Хелен выключила телевизор и взялась за книгу.
– Чтобы эпатировать. Чтобы привлечь к себе внимание. Чтобы заполучить оружие против кого-то, наконец.
– Или просто из чистой стервозности.
– И это не исключено, хотя все могло обстоять совершенно иначе. Помню, когда я была девчонкой, то пыталась фантазировать, что случится, если я взбрыкну и выкину какой-нибудь фортель. Как на это посмотрит моя семья? Как прореагируют подруги? В молодости каждый из нас размышляет о том, какое впечатление производит на окружающих. Конечно, в большей степени это касается девочек. Одновременно познаешь жизненные законы и правила и проходишь через искушение проверить, насколько строги их рамки.
Уайклифф решил поддразнить ее:
– Когда мы познакомились, тебе было семнадцать, но я что-то не помню, чтобы ты хотела тогда выйти за рамки.

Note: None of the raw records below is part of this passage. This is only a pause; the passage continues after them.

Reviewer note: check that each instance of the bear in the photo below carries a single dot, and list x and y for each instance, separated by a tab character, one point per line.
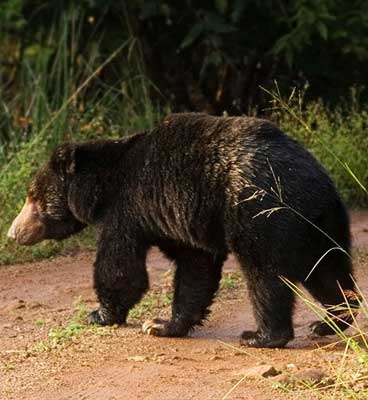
200	187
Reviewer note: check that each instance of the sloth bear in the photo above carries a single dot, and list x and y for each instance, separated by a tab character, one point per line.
199	187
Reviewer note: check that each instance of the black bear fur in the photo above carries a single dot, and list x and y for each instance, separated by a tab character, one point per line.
200	187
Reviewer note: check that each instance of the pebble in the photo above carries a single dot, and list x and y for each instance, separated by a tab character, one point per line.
264	371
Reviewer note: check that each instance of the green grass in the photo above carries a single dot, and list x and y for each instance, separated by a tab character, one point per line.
337	137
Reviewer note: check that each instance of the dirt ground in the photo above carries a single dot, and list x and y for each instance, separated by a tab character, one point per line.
123	363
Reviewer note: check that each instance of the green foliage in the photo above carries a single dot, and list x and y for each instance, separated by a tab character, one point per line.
337	137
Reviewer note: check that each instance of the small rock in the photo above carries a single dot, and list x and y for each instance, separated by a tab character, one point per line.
312	375
264	371
284	379
137	358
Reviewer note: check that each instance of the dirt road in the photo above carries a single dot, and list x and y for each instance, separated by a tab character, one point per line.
45	355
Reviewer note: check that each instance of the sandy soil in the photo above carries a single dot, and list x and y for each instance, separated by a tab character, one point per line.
123	363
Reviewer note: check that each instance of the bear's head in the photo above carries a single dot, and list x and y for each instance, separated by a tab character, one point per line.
74	188
46	213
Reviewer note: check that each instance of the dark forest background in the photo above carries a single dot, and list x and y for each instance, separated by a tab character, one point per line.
75	70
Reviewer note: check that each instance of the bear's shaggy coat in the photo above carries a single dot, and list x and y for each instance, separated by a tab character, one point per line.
200	187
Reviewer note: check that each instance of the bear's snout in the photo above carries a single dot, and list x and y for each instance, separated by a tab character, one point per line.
27	228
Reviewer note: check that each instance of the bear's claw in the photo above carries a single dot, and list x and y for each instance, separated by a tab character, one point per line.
257	339
154	327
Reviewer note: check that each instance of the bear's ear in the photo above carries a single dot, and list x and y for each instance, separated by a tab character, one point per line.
63	159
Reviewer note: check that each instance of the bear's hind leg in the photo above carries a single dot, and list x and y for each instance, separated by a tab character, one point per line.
273	305
196	281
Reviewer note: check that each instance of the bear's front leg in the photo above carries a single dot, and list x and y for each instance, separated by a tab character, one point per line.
120	279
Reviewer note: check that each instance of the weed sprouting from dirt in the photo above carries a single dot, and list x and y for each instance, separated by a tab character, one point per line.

– Наверное, но это не мешало мне воображать, что бы случилось, если бы я из них вышла, – она сказала это с легкой усмешкой, и Уайклифф на мгновение снова увидел перед собой ту русоволосую девочку, в которую влюбился когда-то. На него нахлынула волна нежности к ней.
– Значит, Хильда просто бросила в воду камешек, чтобы посмотреть, далеко ли разбегутся круги?
– Вполне вероятно, что так, правда?
– Быть может, но какие бы причины ни побудили ее солгать, в тот же самый день она пропала, а еще через четыре дня ее нашли мертвой, точнее – убитой. Не потому ли с ней случилась такая беда, что она наболтала о своей беременности? Маловероятно, верно? Но, с другой стороны, странное получается совпадение, если вообразить, что ее смерть и новости о ее беременности никак между собой не связаны.
– Логично.
Хелен снова взялась за книгу, показывая, что разговор на эту тему окончен. Они практически никогда не обсуждали между собой дела, которые он вел, но не служебная тайна или отсутствие интереса с ее стороны были тому причиной. Просто оба понимали, что в жизни им необходим некий центр спокойствия, которой и была для них старинная казарма береговой охраны с девятью сотками сада при ней.